Our results that suggest Sxy binds to DNA are exciting but suspicious; all Sxy-DNA binding data can be explained by the presence of contaminating CRP in the Sxy protein preps. This is because the Sxy-DNA binding data is identical to CRP-DNA data. First, EcSxy binds DNA but HiSxy does not. Second, EcSxy greatly prefers the pilA-N (CRP-N mutant) site over the wildtype pilA CRP-S site. Third, when EcSxy and EcCRP are mixed together, only one protein binds to a DNA molecule, suggesting that both proteins target the same site (this is consistent with the pilA-N data).

The next set of experiments is clear: 1) Test whether EcSxy can bind DNA in the absence of cAMP (EcCRP cannot), 2) Test whether EcSxy binds to a pilA promoter that lacks its CRP site, 3) Use western blots to probe for EcCRP in the Sxy preps, and 4) Test DNA binding by EcSxy that has been isolated from a crp- expression strain.

However, several arguments can still be made that EcSxy does in fact bind DNA. First, EcSxy and HiSxy were isolated form the same E. coli strain using the same procedure, thus we would expect EcCRP to contaminate the HiSxy preps as well (which clearly has not happened because HiSxy preps don’t bind DNA). Second, far-western analysis has not detected EcCRP in the Sxy preps.
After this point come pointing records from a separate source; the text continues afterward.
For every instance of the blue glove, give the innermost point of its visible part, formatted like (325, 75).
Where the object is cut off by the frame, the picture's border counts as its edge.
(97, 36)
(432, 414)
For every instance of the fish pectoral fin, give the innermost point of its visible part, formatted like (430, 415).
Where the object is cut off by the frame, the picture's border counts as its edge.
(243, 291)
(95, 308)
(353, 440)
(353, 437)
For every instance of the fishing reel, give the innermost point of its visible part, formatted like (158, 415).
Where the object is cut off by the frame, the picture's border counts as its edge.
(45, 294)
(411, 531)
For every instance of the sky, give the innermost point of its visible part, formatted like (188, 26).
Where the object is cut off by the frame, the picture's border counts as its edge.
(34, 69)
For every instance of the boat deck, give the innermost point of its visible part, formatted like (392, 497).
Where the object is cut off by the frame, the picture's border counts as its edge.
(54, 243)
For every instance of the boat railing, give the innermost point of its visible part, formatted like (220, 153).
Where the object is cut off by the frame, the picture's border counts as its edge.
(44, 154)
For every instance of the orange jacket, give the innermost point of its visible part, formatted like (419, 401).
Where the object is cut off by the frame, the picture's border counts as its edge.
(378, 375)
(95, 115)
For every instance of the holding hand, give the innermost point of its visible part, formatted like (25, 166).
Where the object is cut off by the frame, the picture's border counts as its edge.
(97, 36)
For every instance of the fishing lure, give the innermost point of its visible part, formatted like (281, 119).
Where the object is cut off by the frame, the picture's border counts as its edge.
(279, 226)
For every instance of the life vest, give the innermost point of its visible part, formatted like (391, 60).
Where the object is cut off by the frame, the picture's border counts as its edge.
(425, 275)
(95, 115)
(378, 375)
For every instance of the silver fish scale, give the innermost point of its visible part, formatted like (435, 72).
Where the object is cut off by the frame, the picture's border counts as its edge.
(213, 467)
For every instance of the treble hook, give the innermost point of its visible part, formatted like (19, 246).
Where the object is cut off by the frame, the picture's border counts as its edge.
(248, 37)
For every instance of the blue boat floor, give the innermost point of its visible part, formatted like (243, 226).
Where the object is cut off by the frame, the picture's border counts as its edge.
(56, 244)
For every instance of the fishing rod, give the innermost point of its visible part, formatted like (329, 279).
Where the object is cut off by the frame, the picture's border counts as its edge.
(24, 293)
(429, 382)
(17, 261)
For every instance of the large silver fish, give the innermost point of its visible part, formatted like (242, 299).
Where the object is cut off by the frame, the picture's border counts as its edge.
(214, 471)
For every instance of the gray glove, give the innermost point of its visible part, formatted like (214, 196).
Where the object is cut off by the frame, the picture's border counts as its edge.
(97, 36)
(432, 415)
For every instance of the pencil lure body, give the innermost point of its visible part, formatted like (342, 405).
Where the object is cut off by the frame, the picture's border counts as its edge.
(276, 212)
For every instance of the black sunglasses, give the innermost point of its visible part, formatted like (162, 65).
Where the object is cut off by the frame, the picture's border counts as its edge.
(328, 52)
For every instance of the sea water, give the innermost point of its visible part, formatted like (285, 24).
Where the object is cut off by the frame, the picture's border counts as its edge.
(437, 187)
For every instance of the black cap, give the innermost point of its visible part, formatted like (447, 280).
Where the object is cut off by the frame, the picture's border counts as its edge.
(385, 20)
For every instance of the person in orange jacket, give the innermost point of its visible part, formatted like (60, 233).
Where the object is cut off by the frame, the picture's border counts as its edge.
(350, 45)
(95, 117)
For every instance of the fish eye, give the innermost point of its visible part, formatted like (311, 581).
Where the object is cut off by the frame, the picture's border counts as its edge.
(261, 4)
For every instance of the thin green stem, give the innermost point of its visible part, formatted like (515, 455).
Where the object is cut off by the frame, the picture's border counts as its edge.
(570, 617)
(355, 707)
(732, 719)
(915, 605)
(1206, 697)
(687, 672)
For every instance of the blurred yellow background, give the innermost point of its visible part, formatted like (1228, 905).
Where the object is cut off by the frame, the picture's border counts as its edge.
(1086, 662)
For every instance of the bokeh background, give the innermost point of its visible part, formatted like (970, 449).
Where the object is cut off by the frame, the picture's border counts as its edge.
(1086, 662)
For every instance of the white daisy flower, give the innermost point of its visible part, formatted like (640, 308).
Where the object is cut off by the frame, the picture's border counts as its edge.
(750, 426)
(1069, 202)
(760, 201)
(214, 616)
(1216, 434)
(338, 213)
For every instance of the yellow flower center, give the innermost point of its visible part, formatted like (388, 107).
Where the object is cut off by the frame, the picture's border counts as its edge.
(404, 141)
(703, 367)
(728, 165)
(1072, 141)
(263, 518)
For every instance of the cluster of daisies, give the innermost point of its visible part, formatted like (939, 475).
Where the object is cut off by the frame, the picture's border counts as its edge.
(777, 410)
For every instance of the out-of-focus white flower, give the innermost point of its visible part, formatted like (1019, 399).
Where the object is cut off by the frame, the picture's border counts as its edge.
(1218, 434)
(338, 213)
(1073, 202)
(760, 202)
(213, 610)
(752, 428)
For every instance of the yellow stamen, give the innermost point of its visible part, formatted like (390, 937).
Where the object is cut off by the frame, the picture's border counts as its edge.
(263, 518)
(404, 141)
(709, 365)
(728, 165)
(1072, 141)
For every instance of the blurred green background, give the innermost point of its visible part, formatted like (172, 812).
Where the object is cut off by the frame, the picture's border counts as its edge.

If tomorrow’s experiments show that EcSxy binds DNA in the absence of cAMP, two new hypotheses need to be addressed: 1) Does EcSxy prefer the pilA-N promoter not because it binds the CRP-N site, but because the CRP-N site makes DNA more bendable than the wildtype CRP-S promoter? 2) Does HiSxy fail to bind DNA because bandshift reaction conditions are not favourable for H. influenzae proteins?

Hot stuff (aka. sticky Sxy)

After a grueling few days of bandshift experiments to study CRP and Sxy binding to the pilA promoter, we have made the excellent discovery that Sxy binds to DNA. Surprisingly, it appears that Sxy may bind to the CRP site in this promoter. We have several promoter constructs that lack various parts of the wildtype promoter - we can use these to directly test whether CRP and Sxy bind to the same site. We are taking a break from bandshifts this afternoon to analyze the data and plan our next set of experiments. We will begin to frame these results as a figure for our DNA-binding manuscript.